The former manifests itself above all as a conscious, resolute and tenacious will, directed relentlessly toward the goal; a will that unceasingly works to master the areas of the unconscious, to bring the rebellious and conflicting elements of the soul under firm discipline; a will that settles disagreements, that dissolves complexes, that liberates repressed energies; that transforms, elevates, and utilizes the instinctive, passionate, emotional forces in the best way; a will that decisively directs desires and aspirations upward, awakens spiritual energies, and removes obstacles to the action of the Spirit.
The second force is the Spiritual “I” or Self, the highest and truest Center of our being, which does the work, which completes and perfects what the will has begun. It acts subtly, often unnoticed, from within and from the depths. Actually, not infrequently it happens that the more effectively it works the more we personally feel arid, powerless, or shrouded in darkness.
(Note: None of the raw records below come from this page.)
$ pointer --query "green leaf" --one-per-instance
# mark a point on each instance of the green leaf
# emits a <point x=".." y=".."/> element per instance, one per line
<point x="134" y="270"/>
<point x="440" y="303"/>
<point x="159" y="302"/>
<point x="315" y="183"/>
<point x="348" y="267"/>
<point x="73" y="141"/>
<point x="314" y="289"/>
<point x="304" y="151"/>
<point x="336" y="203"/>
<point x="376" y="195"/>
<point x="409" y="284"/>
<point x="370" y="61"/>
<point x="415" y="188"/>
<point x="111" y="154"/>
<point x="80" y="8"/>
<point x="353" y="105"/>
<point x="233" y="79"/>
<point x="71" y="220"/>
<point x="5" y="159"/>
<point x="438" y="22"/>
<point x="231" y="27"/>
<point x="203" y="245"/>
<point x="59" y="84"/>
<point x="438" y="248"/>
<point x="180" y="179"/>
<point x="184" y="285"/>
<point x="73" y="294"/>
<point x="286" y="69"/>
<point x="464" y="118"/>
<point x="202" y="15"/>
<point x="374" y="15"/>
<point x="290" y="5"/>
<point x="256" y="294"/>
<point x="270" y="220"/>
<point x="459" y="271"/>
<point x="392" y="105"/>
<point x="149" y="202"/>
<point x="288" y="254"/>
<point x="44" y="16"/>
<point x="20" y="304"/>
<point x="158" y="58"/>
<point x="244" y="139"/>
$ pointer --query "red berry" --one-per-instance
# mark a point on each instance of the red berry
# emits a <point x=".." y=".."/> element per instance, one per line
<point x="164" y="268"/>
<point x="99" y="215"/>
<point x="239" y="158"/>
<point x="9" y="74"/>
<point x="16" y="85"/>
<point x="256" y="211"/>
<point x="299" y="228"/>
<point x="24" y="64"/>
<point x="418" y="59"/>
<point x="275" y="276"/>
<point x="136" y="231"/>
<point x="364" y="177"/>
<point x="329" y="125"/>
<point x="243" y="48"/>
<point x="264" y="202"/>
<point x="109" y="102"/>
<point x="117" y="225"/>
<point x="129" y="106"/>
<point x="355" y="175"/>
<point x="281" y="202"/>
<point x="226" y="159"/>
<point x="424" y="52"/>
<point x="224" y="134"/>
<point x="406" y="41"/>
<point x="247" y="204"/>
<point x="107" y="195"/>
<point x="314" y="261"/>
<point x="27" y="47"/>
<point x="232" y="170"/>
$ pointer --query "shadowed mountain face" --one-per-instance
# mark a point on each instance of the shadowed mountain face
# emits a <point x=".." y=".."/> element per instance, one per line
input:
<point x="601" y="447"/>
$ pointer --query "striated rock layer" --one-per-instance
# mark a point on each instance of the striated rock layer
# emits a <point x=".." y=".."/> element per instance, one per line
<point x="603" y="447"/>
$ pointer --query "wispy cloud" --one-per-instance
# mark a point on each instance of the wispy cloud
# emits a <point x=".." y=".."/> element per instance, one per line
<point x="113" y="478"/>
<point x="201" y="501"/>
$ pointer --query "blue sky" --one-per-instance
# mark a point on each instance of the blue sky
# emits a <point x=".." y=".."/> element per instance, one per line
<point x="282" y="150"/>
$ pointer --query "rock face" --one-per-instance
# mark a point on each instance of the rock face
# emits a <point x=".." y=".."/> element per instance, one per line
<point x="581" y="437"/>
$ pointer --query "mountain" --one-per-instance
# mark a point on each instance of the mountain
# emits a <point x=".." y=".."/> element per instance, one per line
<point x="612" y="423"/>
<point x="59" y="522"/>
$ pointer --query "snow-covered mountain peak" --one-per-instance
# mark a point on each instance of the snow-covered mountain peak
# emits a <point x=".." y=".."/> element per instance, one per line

This is because the Spirit must first and foremost dissolve hardness, harshness, and resistance in us; it must burn away impurities and painstakingly transmute lower energies. This work necessarily involves the calling up and employment of negative forces, but this inevitable action of the Spirit alternates with the positive action of regeneration and synthesis.
Spirit by its very nature is above all dualism, all conflict; it is Unity. Where It is present and at work, It renews, coordinates, harmonizes, unifies.
Let us therefore rely with faith on the action of the Spirit; let us open the doors of our souls to It — let us aspire to unite, to merge with It as much as possible, so as to consciously and effectively become what we are in essence: that is, one Being, one Life. Thus we will move from multiplicity, from dispersion, from the wearisome travail of conflicting forces, to peace, to inner harmony, to fruitful cooperation of all our energies, to victorious and joyful psychosynthesis.